She is recognized as an expert in the field of multispecies ecology
and also is regarded as one of the best supervisors at the Center.
Pat received a B.S. in Fisheries from Michigan State University (1976), M.S. in quantitative fisheries
management from the University of Washington (1980), and M.P.A. in natural resource administration
and policy from the University of Washington (1988). She has been a fishery research biologist with
the Center since 1977 and served as head of the REFM Division’s Trophic Interaction Group (1984-1996)
and Program Manager of the Division’s
Resource Ecology and Ecosystem Modeling Program
(1997-2004).
Pat’s main research focus has been to implement various ecosystem and upper-trophic level models of
the North Pacific. Her research has centered mainly on understanding groundfish trophic interactions
relative to marine birds and mammals, particularly in the eastern Bering Sea. She developed and
implemented a biological collection and analysis program for fish food habits research. She has
authored more than 50 publications many of which relate to groundfish predation and population
models incorporating predation, with particular emphasis on cannibalism by walleye pollock in
the eastern Bering Sea. She has been involved in and also led numerous research planning and
science plan development workshops for cooperative ecosystem research in the eastern Bering Sea.

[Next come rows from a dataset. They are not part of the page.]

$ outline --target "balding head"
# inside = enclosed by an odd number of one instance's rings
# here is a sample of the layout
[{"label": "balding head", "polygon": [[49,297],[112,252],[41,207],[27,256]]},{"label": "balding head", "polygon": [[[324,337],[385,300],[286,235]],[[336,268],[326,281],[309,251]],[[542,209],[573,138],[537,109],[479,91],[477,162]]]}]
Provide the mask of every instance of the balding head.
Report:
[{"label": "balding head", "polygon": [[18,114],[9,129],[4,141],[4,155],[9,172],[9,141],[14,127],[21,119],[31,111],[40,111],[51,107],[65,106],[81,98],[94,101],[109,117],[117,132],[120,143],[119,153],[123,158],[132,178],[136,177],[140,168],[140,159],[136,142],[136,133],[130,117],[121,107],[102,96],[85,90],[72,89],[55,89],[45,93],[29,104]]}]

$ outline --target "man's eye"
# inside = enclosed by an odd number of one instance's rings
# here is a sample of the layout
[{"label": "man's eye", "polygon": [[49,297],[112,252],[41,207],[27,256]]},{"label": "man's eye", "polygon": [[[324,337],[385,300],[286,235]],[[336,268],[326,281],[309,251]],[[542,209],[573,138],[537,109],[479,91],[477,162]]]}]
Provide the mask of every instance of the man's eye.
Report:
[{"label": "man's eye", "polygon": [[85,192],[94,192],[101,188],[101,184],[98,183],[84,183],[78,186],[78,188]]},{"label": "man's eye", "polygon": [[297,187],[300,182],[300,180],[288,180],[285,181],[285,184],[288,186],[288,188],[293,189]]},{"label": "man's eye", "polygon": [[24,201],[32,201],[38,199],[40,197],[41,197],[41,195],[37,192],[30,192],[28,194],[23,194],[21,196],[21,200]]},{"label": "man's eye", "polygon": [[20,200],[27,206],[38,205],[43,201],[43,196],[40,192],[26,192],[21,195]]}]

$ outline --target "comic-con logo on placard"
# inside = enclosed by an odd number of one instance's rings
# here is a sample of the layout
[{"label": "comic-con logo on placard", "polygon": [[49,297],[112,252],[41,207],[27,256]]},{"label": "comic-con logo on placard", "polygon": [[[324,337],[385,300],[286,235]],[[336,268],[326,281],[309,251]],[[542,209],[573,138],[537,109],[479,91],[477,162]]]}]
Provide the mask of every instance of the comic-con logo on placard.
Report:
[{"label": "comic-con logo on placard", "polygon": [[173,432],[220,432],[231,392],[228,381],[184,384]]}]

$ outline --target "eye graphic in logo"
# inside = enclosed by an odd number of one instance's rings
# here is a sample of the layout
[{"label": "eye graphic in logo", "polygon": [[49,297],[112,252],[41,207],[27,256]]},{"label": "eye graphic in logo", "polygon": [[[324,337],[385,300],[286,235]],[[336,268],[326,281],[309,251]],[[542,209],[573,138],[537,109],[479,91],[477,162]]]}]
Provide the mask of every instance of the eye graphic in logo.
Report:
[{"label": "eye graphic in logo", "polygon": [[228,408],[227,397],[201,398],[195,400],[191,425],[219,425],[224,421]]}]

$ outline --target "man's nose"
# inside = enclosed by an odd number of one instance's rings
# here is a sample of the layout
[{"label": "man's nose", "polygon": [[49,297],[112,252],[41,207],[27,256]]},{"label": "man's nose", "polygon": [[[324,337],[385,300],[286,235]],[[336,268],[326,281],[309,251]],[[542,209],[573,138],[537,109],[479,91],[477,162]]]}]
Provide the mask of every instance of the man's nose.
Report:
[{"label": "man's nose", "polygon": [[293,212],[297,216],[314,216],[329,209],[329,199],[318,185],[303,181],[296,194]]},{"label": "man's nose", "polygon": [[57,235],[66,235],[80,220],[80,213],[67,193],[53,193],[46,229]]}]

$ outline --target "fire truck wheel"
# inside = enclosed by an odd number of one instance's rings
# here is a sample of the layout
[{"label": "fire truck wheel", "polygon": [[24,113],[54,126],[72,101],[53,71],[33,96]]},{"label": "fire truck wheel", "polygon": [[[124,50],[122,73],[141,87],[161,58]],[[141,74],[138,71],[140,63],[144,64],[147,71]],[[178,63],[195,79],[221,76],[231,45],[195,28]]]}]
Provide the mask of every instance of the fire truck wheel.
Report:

Pat served as a leader in building a database documenting groundfish food habits, particularly in
the eastern Bering Sea, providing important information for understanding groundfish feeding ecology,
marine food webs and parameterizing upper-trophic level models of predation and bioenergetics of
groundfish populations. She has worked to integrate ecosystem research into the fishery management
arena and on coordinating an ecosystem status report for the eastern Bering Sea/Aleutian Islands and
Gulf of Alaska regions to accompany the groundfish stock assessment advice that goes to the
North
Pacific Fishery Management Council. This work has involved developing ecosystem status and management
indicators, and implementing a framework for assessing the ecosystem impacts of fishing.
Pat has been an affiliate faculty member of the
University of Washington School of Fisheries since 1989.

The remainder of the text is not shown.